Merasty was five years old when he went to attend the St. Therese Residential School in Sturgeon Landing, Sask., and spend almost a decade there. In his memoir, Merasty recalls the severe punishments, the sexual assaults and the unsuccessful revenge that he and his friends would plot against the staff members.
The Education Of Augie Merasty
There is one incident in the memoir Merasty recalls very clearly, which puts into perspective the abuse and trauma that he had faced while attending the residential school.
Merasty was about 11 or 12 years old when he and a friend were made to walk 12 miles into the wild on a very cold winter day in search of two mittens that they had lost. After hours of searching and coming across fresh wolf tracks, the two decided to accept failure and make their way back to the school. When they told Sister St. Mercy, whom Merasty refers to as the meanest of all the sisters, about their failure in locating the mittens, both got 20 straps across each hand.

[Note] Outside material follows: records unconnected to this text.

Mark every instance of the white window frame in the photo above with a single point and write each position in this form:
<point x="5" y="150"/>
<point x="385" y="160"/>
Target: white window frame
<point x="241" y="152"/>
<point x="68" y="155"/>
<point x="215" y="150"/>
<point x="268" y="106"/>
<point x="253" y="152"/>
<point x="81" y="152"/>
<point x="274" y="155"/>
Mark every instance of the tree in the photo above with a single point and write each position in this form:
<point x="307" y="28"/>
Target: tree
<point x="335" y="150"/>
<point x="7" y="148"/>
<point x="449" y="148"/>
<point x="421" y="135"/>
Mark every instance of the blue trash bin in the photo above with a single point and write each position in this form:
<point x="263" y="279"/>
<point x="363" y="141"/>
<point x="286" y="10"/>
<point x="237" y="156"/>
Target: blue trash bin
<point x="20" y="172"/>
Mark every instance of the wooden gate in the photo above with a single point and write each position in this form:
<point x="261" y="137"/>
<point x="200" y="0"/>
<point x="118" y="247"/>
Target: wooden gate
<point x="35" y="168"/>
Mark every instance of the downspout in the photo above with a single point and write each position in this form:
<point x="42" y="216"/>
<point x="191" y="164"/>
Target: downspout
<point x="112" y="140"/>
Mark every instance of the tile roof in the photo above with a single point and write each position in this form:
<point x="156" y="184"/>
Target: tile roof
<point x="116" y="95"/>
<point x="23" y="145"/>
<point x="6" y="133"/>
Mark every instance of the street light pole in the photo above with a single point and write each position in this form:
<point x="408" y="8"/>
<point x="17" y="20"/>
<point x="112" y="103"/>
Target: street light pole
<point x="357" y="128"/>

The memoir is not only an account of the traumatic experiences that Augie went through in residential, but also the aftermath of surviving that trauma.
Augie Merasty
Carpenter said that Merasty’s own family wasn’t aware of his time in residential school. Only after reading the memoir did Merasty’s family close the distance they had kept from him for years due to his addiction.

Blair Stonechild, a residential school survivor and a professor of Indigenous studies at the First Nations University of Canada, gave a speech in memory of Merasty. He said that survivors often turn to alcohol to deal with their traumatic experiences, adding that emptiness, lack of meaning and lack of spirituality leads survivors to alcoholism. However, Stonechild praised Merasty for completing his mission, even as an alcoholic.
“The elders tell us that everyone is born for a mission and, for Augie, his mission was to tell his story, and he did. Maybe that is why he is gone now because he has fulfilled his mission and now he is on to fulfilling his spiritual mission,” said Stonechild.
In his closing remarks before stepping off the stage, Carpenter said, “When I was a kid, I thought of heroes as athletes or maybe handsome like movie stars. But I think honestly that Augie is the first person I’ve ever met who is a real hero, because the courage it took him to go back to his nightmares and to write his story is extraordinary.”
The University of Regina Press in collaboration with the Saskatchewan Library Association and FNUniv hosted the event to honor the legacy of Augie Merasty.